In a word: factions. 

Factions arise when there is a pile-up of disgruntled people who build up a case that becomes a driving fantasy.

Factions are driven by the What If:

  • "What if my assumptions are correct?"
  • "What if the rumors I've heard are true?
  • "What if my pastor - the same guy who led me to Christ and baptized me - what if he is actually a rotten person?"

Factions sadly live their lives on something that has not actually happened.

Factions thrive on anger.  Why anger?

When someone is hurt or experiences pain in their life, the person will often seek to numb the inward pain with outward anger. 

Anger is always secondary to a deeper hurt.  Anger allows the brain to release key hormones that soothe and numb the pain.

When someone is driven by anger, they can become emotionally-flooded.  This makes peaceful resolution difficult.  Perhaps this is why the Apostle Paul wrote:

"Brothers and sisters, if someone is caught in a sin, you who live by the Spirit should restore that person gently."  (Galatians 6:1)

When angry people pile-up, you have a faction.  Factions are very manipulative and will often warp facts to fit their narrative.  Because anger arousal is high, it is difficult for the faction to parse facts from fiction.  

This is why the Scriptures warn believers against bitterness:

"See to it that no one falls short of the grace of God and that no bitter root grows up to cause trouble and defile many." (Hebrews 12:15)

When factions form, conflict is inevitable.
The solution involves honest, gospel-centered conversation:

"Contrary to our instincts, hard conversations usually don't kill relationships.

They save them.

It's choosing the short, life-saving pain of surgery over the longterm, fatal pain of cancer."
(Josh Howerton)

Galatians 6:1 and Matthew 18:15-17 say to go to our brother.  
Ephesians 4:25-27 says to go without delay.

If a faction shuns/ghosts/refuses you, you can still forgive them.

Forgiveness is not a feeling, it is a choice.

You have the rightful choice to untether your heart from their hurt.

"You can forgive even if the person who wronged you is unrepentant.

You can repent even if the person you've wronged won't forgive you.

But there can be no reconciliation without repentance from the wrong and forgiveness from the wronged."

(Jared Wilson)
"Make every effort to keep the unity of the Spirit through the bond of peace."
(Ephesians 4:3)


At the church I love, we have decided on three proactive approaches to head off the forming of any future factions.

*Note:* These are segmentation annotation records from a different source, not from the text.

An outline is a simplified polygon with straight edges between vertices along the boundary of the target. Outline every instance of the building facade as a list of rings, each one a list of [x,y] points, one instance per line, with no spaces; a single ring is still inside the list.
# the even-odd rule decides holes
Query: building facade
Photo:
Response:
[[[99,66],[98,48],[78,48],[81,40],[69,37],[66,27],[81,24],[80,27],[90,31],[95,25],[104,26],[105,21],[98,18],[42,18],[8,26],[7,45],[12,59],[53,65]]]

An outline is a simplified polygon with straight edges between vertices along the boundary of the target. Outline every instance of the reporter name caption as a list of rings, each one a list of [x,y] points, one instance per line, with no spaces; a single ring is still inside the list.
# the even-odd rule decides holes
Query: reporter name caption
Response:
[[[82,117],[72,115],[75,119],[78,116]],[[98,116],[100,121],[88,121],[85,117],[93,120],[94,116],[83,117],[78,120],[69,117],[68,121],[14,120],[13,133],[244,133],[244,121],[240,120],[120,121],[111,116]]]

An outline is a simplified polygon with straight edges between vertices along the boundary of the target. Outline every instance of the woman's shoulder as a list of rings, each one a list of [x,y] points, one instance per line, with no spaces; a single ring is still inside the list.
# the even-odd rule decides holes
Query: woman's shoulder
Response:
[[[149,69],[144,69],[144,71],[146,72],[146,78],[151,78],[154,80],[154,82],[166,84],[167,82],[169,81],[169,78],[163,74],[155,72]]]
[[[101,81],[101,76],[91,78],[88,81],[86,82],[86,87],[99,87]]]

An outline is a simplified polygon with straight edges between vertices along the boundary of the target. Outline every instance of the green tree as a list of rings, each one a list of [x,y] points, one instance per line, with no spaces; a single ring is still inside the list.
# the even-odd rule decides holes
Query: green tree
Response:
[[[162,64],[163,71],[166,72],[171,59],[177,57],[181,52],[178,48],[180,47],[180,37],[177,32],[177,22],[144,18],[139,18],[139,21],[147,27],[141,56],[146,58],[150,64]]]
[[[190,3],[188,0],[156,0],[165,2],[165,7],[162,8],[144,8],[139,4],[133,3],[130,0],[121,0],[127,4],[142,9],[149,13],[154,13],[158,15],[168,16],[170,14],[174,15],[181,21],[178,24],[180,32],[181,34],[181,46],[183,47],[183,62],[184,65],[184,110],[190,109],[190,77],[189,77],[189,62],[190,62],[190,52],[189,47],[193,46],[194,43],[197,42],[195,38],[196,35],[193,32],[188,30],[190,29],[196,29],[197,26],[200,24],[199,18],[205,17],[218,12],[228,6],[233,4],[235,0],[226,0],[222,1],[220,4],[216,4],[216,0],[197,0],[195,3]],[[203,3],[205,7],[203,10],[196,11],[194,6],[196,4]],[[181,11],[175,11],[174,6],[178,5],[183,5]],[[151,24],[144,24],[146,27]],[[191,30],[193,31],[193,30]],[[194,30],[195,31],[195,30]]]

For what it's worth, here is what we have learned from this heartbreaking experience:

1. We will always choose conversation over condemnation.

2. We will always seek to maintain the relationship over trying to win an argument.

3.  We will always speak with honesty, not hypocrisy.

And as always, I choose to remain open and ready to meet with anyone, anytime, anywhere with a humble heart and a listening ear.